Here is the scenario, simplified as best I can:

Logical entities
Site->Job->Job details(outputs logged to each worker) + workers/users etc

4 Roles
Employee-Admin (read/write access to all jobs and work details - creates jobs and assigns staff)
Employee-Senior (read/write access to assigned jobs)
Employee-Junior (read access to just the work details they performed)
Site Manager (external to org - read access to all work details for each job performed at their site)

Additional info
Data entry during a job could be messy. A senior employee could add job details for themselves and 3 junior employees, whilst an employee with the admin role could add job details for themselves plus a junior employee.

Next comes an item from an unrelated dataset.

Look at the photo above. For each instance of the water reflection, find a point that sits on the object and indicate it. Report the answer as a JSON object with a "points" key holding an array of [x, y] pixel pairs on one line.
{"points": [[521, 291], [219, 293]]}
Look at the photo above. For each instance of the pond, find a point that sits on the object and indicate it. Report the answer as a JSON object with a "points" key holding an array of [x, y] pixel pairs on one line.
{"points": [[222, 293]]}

Jobs may only last a few days before the workers move to another site. They rotate through sites, meaning the concept of a site is sufficiently independent of a job, and many sites have no internet availability where the work is conducted and data entry performed.

From what I’ve learnt of Realm sync so far, it would seem that client-side filtering may be easiest for internal staff (where cross-role security might not be much of an issue and there are very few data writers), whereas external staff might need a different Realm App using a different partition key, or a duplicated set of records with a partition value set just for them. As these sound like nasty compromises I’m hoping someone has better ideas than me as to how to tackle this scenario.

@Jared_Homes Sounds like you’ve done some research already. Our initial implementation with partition based sync makes it a bit more difficult to allow the kind of hierarchy of roles and the sharing of data that you described but we are currently putting a plan together to allow for more flexible syncing in the future.

However there is a solution you could implement today to solve this as long as you are okay with denormalizing and duplicating the data. You can create a per-user partition and then copy shared job documents between users that have access. You can use Atlas database triggers to observe changes occurring on one user’s partition and copy to all other user’s who also have access to that same job document - https://docs.mongodb.com/realm/triggers/database-triggers/

@Ian_Ward Thanks for triggers tip. I’ll keep that in mind, however in my scenario I’d anticipate 99% of the records in the database being low level job details with each document needing to sync to 4-5 users on average. Most of the database would then consist of heavily duplicated data…

+1 vote for more flexible syncing (or a query-based sync) in the near future. And more .Net love with code samples etc. Thanks.